Я подумал, что их надо взбесить и увести. Может, удастся так, что они в пропасть сорвутся и разобьются, может, мы им глаза выцарапаем, но главное — взбесить, чтобы они про Яблоню забыли. И крылья меня слушались, как никогда. Я ни разу раньше так здорово не летал.
Молния сразу на них накинулась — и я вцепился в башку одному. Думал, глаза у них твердые, а они оказались не тверже печеного теста — сразу подались под когтями. Я дернул — и почувствовал, что у меня много всякой дряни осталось на когтях. Я и обрадовался: так ему, гаду!
Не слишком-то опытный я солдат, честно говоря. Я остерегался, чтобы он меня кусалкой не ухватил, а про лапы забыл. А он меня лапой достал.
Помню, ветер в ушах свистнул — и я еще услышал, как шмякнулся об камень и как кость хрустнула. А потом стало больно, жутко больно — и темно.
Темнота рассеялась мало-помалу. Вокруг было смутно как-то, серо — медленно, будто во сне. Я, вроде бы, сидел в траве — или не в траве, а в чем-то типа пепла, сером... Ничего толком не рассмотреть, но впереди что-то блестит, тускло, как старое зеркало.
И я понял, что это — река.
Убил меня гад.
Но мне это было вовсе не страшно и не удивительно. Тупо как-то, безразлично. Понятно, что надо встать и идти, будто это приказал кто-то, но вставать не хочется. И ни о чем не думается.
Так я сидел, сидел — время тянул, будто мне тот же голос сказал, что назад пути не будет, если пойду — не знаю, долго просидел или нет. Показалось, что Молния меня звала, голос откуда-то издали, вроде как с того берега или из-под воды, мол, иди ко мне, бесхвостый, здесь хорошо, вот увидишь — но я так и не пошевелился.
Мне надо было про кого-то вспомнить — и никак не вспоминалось.
И тут по окружающей серости светлый лучик пролетел. Мне послышалось, как собака лает — но я понимал, что никакая это не собака, а Сейад, и что это хорошо. Защищают меня. И рядом из ничего появилось что-то светлое, теплое — только не рассмотреть, что именно.
"Ты что, — хотел я сказать, — такое?" — но не сказал, потому что не мог рот раскрыть и губами двинуть. А светлое догадалось.
"Я, — отвечает, — Яблоня, — звука в серой хмари нет никакого, но все понятно. — Одуванчик, — говорит, — милый, очнись. Не надо тебе туда, возвращайся в мир подзвездный, там — жизнь, тебя там любят..."
Я ее узнал сразу, поверил и сделал движение, чтобы встать и пойти за ней. Но тут из-за реки целый хор бестелесных голосов завел, как песню:
"Ты живая, возвращайся к живым, не смущай умирающих. Тут нет страстей, тут нет боли, тут покой — а ты зовешь его в мир скорбей и потерь. Дай ему отдохнуть, живая женщина — возвращаться ему незачем".

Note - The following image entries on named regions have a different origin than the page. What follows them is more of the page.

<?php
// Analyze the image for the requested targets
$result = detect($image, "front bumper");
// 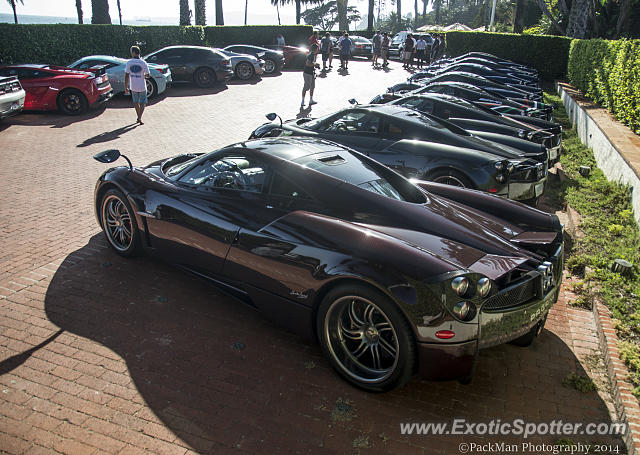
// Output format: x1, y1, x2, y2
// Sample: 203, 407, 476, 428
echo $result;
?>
0, 90, 25, 119
417, 244, 564, 381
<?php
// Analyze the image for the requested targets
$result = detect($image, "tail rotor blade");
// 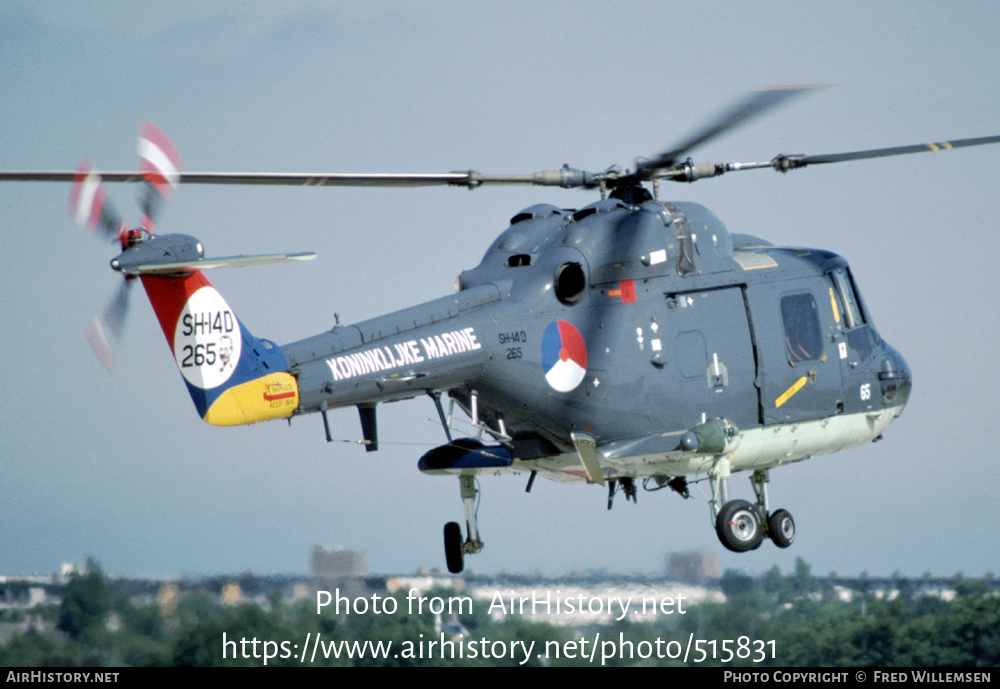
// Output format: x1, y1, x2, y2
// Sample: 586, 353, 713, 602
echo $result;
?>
87, 279, 132, 373
69, 160, 122, 239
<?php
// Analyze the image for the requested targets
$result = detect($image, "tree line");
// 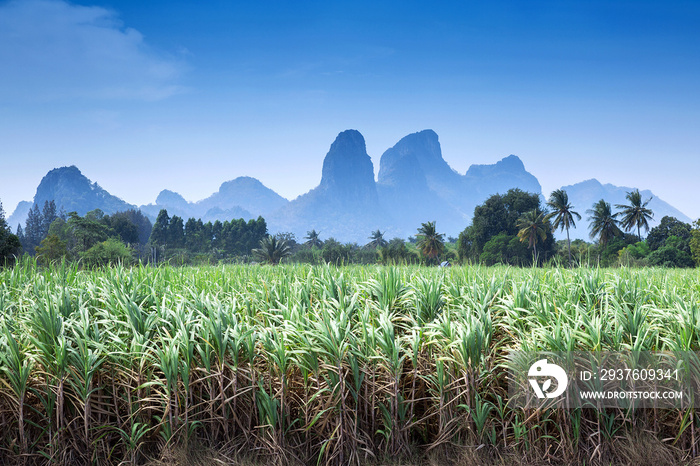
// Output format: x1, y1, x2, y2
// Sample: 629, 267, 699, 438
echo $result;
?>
0, 188, 700, 267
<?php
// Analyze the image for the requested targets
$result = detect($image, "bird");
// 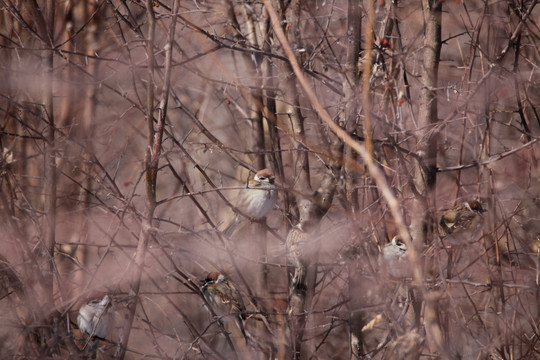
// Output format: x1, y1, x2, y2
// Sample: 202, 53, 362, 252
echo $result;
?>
439, 200, 486, 245
77, 295, 112, 359
380, 235, 412, 278
199, 271, 247, 339
223, 169, 278, 236
77, 295, 111, 339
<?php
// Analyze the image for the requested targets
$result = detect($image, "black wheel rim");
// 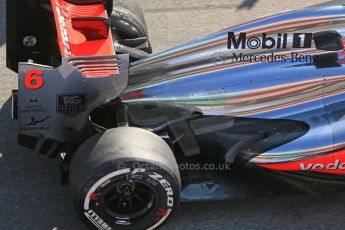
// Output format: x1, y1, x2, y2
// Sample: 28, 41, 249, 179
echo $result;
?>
101, 181, 156, 220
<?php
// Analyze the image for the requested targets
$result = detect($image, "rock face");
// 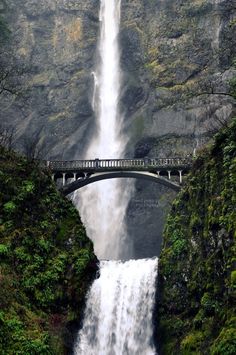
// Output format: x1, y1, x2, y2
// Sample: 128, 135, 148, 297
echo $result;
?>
1, 0, 236, 257
1, 0, 99, 159
157, 119, 236, 355
120, 0, 235, 257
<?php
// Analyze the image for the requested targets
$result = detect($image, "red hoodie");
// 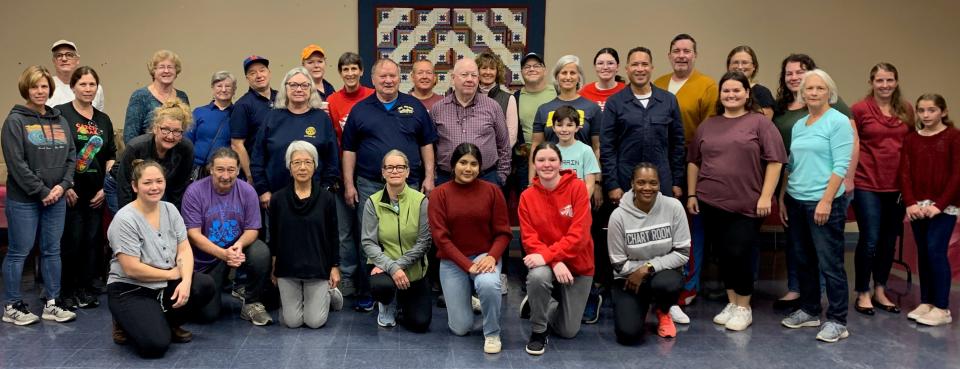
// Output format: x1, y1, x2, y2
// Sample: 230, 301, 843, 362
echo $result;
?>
518, 170, 593, 276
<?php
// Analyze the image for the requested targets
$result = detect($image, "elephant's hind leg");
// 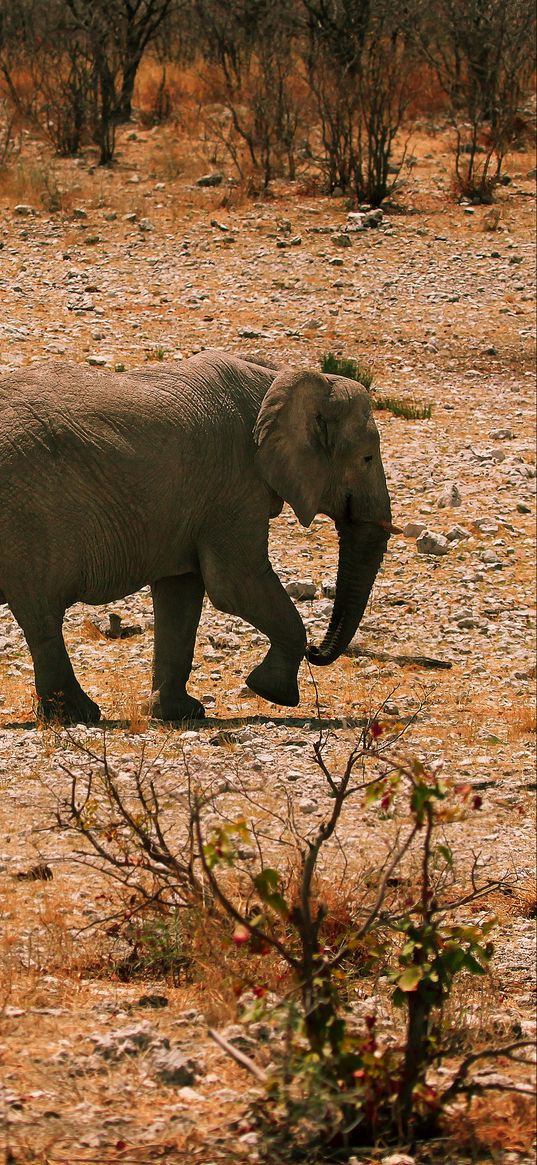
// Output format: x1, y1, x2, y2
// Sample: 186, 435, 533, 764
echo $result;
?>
149, 574, 205, 720
18, 609, 100, 725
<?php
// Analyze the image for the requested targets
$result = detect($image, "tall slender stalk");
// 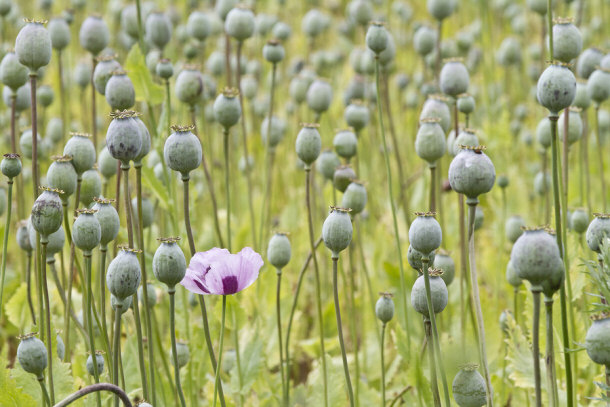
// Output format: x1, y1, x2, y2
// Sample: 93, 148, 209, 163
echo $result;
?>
332, 253, 355, 407
375, 56, 411, 352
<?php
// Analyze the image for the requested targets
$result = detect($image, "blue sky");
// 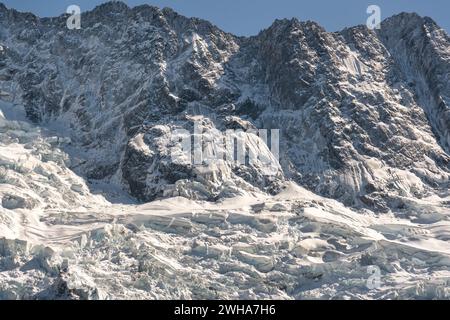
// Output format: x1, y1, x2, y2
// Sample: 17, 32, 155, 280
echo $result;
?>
0, 0, 450, 35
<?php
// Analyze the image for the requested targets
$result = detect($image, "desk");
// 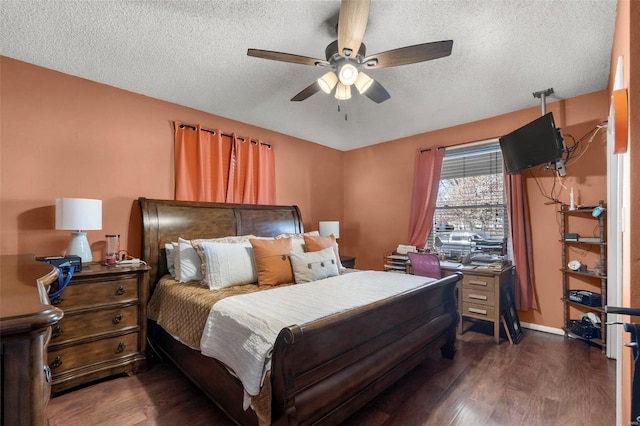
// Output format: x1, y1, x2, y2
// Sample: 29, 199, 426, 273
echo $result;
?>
441, 262, 513, 343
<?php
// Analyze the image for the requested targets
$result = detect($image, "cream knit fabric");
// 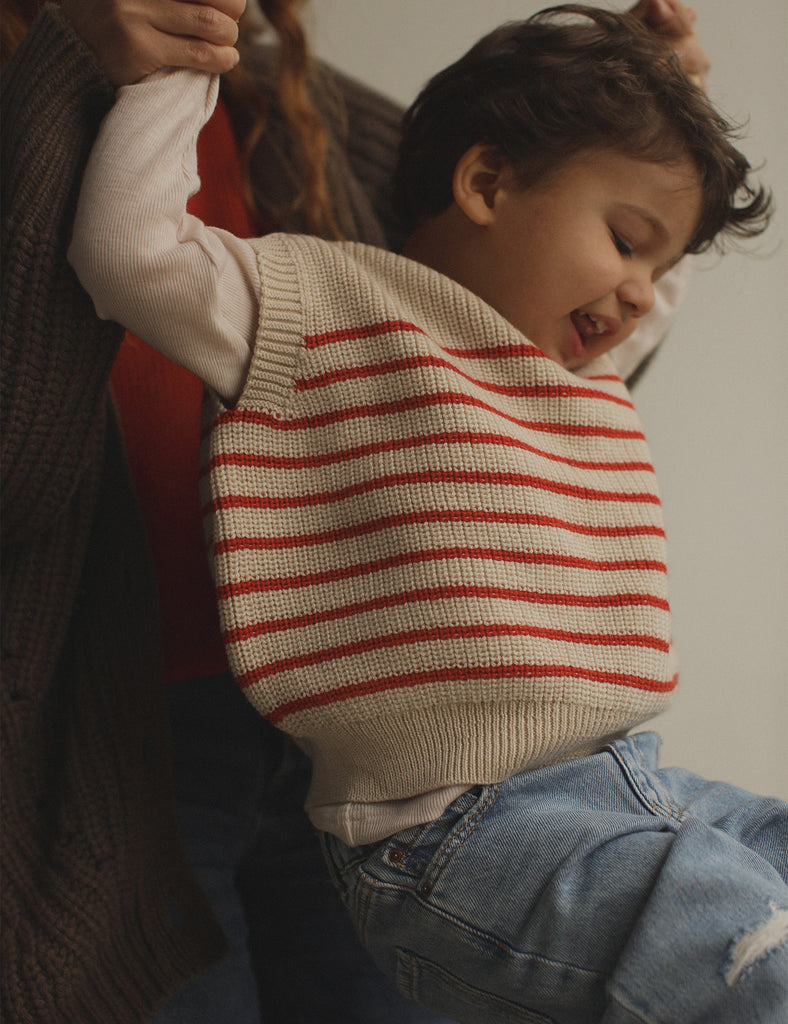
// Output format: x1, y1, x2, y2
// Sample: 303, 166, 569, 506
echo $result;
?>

А Яблоня грустно сказала: "Разве тебе незачем возвращаться, Одуванчик?" — и я все вспомнил окончательно.
"Нет, — говорю. — Мне надо вернуться к тебе, госпожа. Мало ли, что с тобой еще случится — Сейад-то с другого берега лаяла, близнецы теперь тоже там, некому тебя охранять. Ничего, свет души моей, я вот сейчас соберусь с силами и встану".
Те, бестелесные, мне, помню, еще много чего говорили. Не спеши, мол, говорили, потом родишься здоровым и целым — зачем тебе возвращаться в тело калеки, мало того, что раскромсанного, так еще и переломанного. Больно будет, говорили, и смысла нет.
Но все это они врали. Смысл был. Встать было очень тяжело, потому что не очень понятно, как вставать, если тела не видишь — но Яблоня мне как-то помогала, и я, в конце концов, встал и пошел.